Aunt Pearl was my mom’s Aunt. She was fair- light hair, white skin, and the darkest of eyes. Fiery eyes in fact, to match her personality. She and Uncle Mac grew a garden at the back of their house- organic, where they grew a variety of vegetables and fruits that made it to the table every day. In addition, Aunt Pearl was known to can and preserve much of what they grew. At the back of the garden, against the neighbour’s barn was a big raspberry bush and my brother and I would help ourselves to the raspberries whenever we passed by. Sometimes Aunt Pearl would give us each one of those green, square baskets and send us out to fill them up with raspberries. That meant dessert would be raspberries with cream and a sprinkling of white sugar after dinner that night.
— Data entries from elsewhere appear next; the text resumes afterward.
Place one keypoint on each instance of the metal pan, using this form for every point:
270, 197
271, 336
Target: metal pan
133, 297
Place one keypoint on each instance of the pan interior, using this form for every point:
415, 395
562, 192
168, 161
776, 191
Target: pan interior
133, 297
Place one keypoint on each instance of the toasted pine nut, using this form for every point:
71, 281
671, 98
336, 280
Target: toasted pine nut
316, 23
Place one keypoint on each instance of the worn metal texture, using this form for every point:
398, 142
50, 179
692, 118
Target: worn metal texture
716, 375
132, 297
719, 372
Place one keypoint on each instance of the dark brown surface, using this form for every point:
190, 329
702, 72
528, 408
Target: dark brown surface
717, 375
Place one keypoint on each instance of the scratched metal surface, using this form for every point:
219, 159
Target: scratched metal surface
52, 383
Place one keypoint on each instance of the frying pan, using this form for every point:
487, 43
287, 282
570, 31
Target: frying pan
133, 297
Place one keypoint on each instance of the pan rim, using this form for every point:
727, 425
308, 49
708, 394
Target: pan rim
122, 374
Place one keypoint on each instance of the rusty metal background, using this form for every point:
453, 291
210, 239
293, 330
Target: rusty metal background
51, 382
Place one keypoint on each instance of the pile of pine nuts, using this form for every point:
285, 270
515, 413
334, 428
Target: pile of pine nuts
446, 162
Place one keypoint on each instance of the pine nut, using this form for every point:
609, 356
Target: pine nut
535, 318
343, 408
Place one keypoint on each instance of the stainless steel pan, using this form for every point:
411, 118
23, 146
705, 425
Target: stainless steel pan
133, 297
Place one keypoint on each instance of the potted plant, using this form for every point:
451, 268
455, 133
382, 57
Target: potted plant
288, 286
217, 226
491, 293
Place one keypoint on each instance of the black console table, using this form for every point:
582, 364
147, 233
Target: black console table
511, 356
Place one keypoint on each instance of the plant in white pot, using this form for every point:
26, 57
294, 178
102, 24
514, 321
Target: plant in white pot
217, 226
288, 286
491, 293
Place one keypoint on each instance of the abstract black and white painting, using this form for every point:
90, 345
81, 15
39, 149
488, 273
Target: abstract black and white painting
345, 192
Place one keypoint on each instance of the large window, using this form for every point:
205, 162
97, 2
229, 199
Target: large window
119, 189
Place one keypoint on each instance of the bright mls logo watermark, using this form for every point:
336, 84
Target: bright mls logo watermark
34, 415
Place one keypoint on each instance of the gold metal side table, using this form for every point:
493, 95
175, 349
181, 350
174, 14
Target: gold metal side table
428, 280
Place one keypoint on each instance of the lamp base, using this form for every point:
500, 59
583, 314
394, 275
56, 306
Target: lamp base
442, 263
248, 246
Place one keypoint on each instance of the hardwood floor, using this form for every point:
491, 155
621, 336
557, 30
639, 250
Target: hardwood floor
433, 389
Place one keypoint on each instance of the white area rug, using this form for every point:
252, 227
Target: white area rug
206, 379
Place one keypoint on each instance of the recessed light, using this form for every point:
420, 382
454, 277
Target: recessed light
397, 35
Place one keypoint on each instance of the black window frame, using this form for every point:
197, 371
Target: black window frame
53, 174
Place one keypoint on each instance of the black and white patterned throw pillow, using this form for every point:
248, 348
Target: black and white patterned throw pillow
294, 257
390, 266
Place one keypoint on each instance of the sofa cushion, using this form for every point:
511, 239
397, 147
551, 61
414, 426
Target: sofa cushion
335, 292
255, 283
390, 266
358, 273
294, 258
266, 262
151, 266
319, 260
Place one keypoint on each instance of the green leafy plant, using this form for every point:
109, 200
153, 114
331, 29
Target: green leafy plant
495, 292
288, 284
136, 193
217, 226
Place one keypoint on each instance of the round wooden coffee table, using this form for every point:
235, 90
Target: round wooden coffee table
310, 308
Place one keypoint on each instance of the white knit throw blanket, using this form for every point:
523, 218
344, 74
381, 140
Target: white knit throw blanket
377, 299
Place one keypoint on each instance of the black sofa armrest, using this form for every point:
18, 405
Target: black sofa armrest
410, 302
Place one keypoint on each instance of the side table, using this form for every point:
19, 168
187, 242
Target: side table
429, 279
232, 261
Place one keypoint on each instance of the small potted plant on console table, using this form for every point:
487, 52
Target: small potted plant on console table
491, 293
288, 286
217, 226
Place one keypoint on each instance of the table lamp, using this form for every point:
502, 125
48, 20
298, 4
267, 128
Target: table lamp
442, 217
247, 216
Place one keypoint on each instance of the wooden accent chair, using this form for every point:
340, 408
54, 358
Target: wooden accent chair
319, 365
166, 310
Aunt Pearl and Uncle Mac passed away years ago, but for the past six years I have shared the beauty of Port Elgin with my little girl, taking her there for a week each summer. It’s a special time for us to bond as we spend days at the beach and early evenings watching some of the world's best sunsets. A couple of years ago I passed by the house that Aunt Pearl and Uncle Mac once lived in. The outside of the house had been freshly painted, the garden was gone and the raspberry bush was no longer growing along the side of the neighbour’s barn. I told my little girl about the garden- where the raspberry bush once was, where the peach tree stood, and how my brother and I would chase each other around the outside of the house in the mornings.
Today, I didn’t only plant a raspberry bush, I planted a small memory of my childhood. Even now when I pop a raspberry into my mouth, I am transported back to those summers in Port Elgin as a child. I look forward to eating from my own raspberry bush now… if only I didn’t have to wait until next summer!